Des contes d'auteurs

Ce n'est pas une surprise, mais cela n'enlève rien à la vision des "Contes d'Hoffmann" : Laurent Pelly est un metteur en scène de génie. Créé en 2005, cet opéra est de nouveau présenté avant les fêtes. Un cadeau XXL accessible dès 5€. Nadja Pobel


On ne compte plus les Offenbach montés par Laurent Pelly, ni même d'ailleurs les pièces, théâtre et opéra confondus, portés à la scène par ce Parisien qui aura laissé une forte empreinte au Centre Dramatique de Grenoble (où il fut associé puis directeur de 1994 à 2007) et officie désormais au TNT de Toulouse, qu'il dirige depuis 2008 avec son éternelle acolyte, la dramaturge Agathe Mélinand.

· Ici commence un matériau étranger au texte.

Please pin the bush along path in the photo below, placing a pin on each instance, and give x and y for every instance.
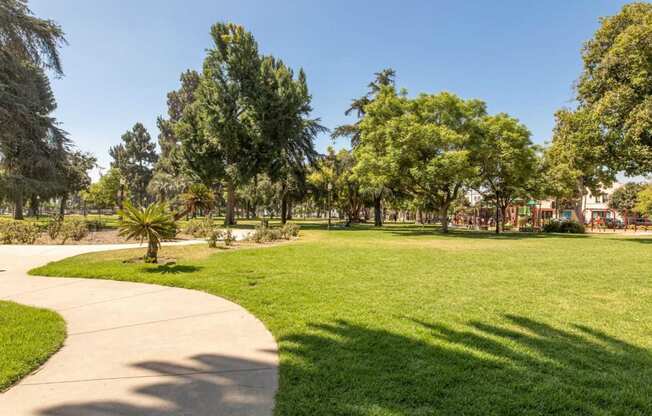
(138, 349)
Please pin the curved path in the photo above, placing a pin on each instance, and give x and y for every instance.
(138, 349)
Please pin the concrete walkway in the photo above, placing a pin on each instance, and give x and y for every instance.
(138, 349)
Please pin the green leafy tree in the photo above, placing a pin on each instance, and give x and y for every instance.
(383, 79)
(28, 38)
(615, 86)
(283, 116)
(225, 104)
(577, 159)
(644, 201)
(105, 192)
(507, 162)
(625, 198)
(422, 146)
(31, 143)
(74, 175)
(171, 176)
(197, 198)
(153, 224)
(135, 158)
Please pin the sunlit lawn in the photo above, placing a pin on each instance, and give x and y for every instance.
(28, 336)
(406, 321)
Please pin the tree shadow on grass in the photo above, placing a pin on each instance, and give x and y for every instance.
(171, 269)
(211, 385)
(525, 367)
(640, 240)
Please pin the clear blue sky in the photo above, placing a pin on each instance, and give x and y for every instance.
(521, 57)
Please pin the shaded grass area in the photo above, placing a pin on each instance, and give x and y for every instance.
(407, 321)
(28, 337)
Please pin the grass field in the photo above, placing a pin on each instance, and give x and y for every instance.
(407, 321)
(28, 337)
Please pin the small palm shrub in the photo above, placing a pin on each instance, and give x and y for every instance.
(153, 224)
(213, 237)
(54, 227)
(290, 230)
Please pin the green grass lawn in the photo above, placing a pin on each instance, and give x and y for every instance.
(407, 321)
(28, 337)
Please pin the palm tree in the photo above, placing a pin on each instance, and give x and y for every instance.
(153, 223)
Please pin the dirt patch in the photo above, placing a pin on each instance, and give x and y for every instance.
(99, 237)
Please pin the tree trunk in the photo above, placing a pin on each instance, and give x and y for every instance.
(62, 207)
(503, 214)
(497, 219)
(33, 206)
(284, 209)
(443, 217)
(18, 211)
(152, 252)
(121, 197)
(378, 211)
(229, 218)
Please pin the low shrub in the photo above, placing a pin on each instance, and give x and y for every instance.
(290, 230)
(571, 227)
(19, 232)
(199, 227)
(216, 234)
(265, 234)
(228, 237)
(73, 228)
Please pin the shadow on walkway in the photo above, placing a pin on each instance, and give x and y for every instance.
(212, 385)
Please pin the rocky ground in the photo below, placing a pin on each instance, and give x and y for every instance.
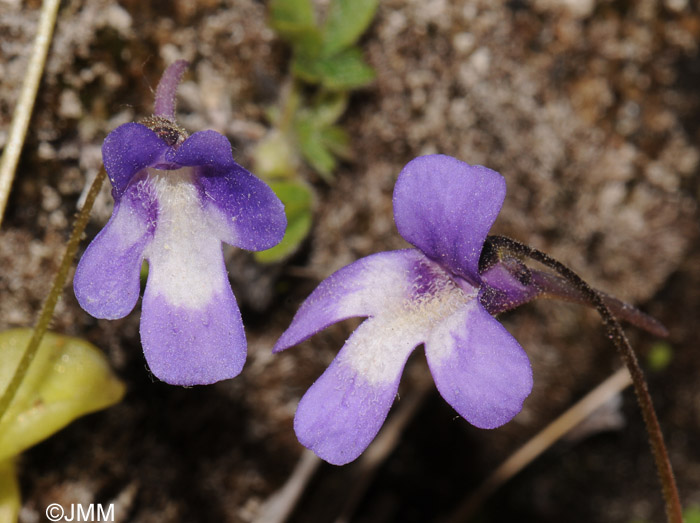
(589, 109)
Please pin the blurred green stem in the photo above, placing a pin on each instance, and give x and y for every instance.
(49, 306)
(674, 511)
(25, 104)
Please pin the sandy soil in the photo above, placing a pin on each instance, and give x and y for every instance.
(589, 109)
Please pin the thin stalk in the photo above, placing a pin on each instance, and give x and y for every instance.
(25, 104)
(49, 306)
(674, 511)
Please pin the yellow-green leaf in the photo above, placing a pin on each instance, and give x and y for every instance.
(10, 501)
(68, 378)
(345, 70)
(290, 15)
(298, 203)
(346, 21)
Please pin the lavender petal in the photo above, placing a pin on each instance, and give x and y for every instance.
(251, 215)
(446, 207)
(478, 367)
(344, 409)
(127, 150)
(367, 287)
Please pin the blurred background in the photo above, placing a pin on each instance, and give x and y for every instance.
(591, 111)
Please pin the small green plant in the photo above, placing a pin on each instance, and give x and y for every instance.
(68, 378)
(326, 66)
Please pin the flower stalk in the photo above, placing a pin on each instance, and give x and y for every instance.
(674, 511)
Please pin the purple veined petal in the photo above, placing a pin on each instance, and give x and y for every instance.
(344, 409)
(107, 279)
(251, 216)
(127, 150)
(191, 327)
(446, 207)
(382, 283)
(478, 367)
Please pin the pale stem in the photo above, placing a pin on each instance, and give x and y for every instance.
(49, 306)
(167, 88)
(25, 103)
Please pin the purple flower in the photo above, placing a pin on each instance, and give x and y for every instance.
(429, 295)
(175, 200)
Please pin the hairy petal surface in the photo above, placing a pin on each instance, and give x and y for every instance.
(344, 409)
(250, 215)
(191, 327)
(129, 149)
(107, 279)
(383, 283)
(446, 207)
(478, 367)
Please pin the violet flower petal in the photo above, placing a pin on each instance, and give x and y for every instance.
(503, 289)
(193, 345)
(342, 412)
(251, 216)
(107, 279)
(127, 150)
(366, 287)
(446, 207)
(478, 367)
(191, 327)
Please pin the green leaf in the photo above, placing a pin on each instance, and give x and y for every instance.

En 1997, il n'a que 35 ans quand il se lance dans l'art lyrique avec Orphée aux Enfers. Un coup d'essai immédiatement transformé en coup de maître. Le metteur en scène a trouvé en Offenbach (dont il a monté huit pièces depuis !) la matière pour exprimer tout ce qui l'anime : une histoire solide en forme de millefeuille, au service de laquelle il peut créer des décors fourmillant d'idées et des costumes à la mesure de l'excellence de ses interprètes. Bref, du grand spectacle intelligent. L'opéra lui offre les moyens de son talent et Pelly le lui rend bien, donnant à cet art bourgeois une vitalité rare. En re-proposant Les Contes d'Hoffmann à deux mois d'une création mondiale dans ces mêmes murs de l'Opéra de Lyon (Le Conte Ory de Rossini en février), il montre qu'il sait aussi faire preuve d'un certain ascétisme quand le texte le nécessite.

Le Bel Hoffmann

Dans une taverne allemande, au milieu d'une foule réclamant de la bière et du vin, Hoffmann raconte sa vie sentimentale : un fiasco. De n'avoir pas su ou pu être heureux avec Olympia, Antonia et Giulietta, il négligera celle qui les englobe toutes, Stella. Ces trois actes, écrits comme autant de contes fantastiques et traversés par une figure diabolique extraordinairement interprétée par le baryton-basse Laurent Alvaro, sont somptueusement mis en espace. Pelly utilise autant la profondeur que l'ouverture de scène et sa verticalité. Son chef lumière, lui, dans une atmosphère tout en clairs-obscurs, trace des lignes dignes des plus grands films expressionnistes germaniques, accentuant l'aspect inéluctable du destin d'Hoffmann. Même les musiciens, dirigés par Kazushi Ono ou Philippe Forget selon les soirs, ne semblent imposer leur rythme au metteur en scène, tant leur travail sur cette partition autant fantaisiste que dramatique est d'une parfaite harmonie, dans laquelle se glisse le chœur à la fois ample et limpide d'Alan Woodbridge. Bref, voilà de l'art total comme on n'en voit peu, dans lequel chacun des créateurs trouve sa place. Le public aussi, automatiquement.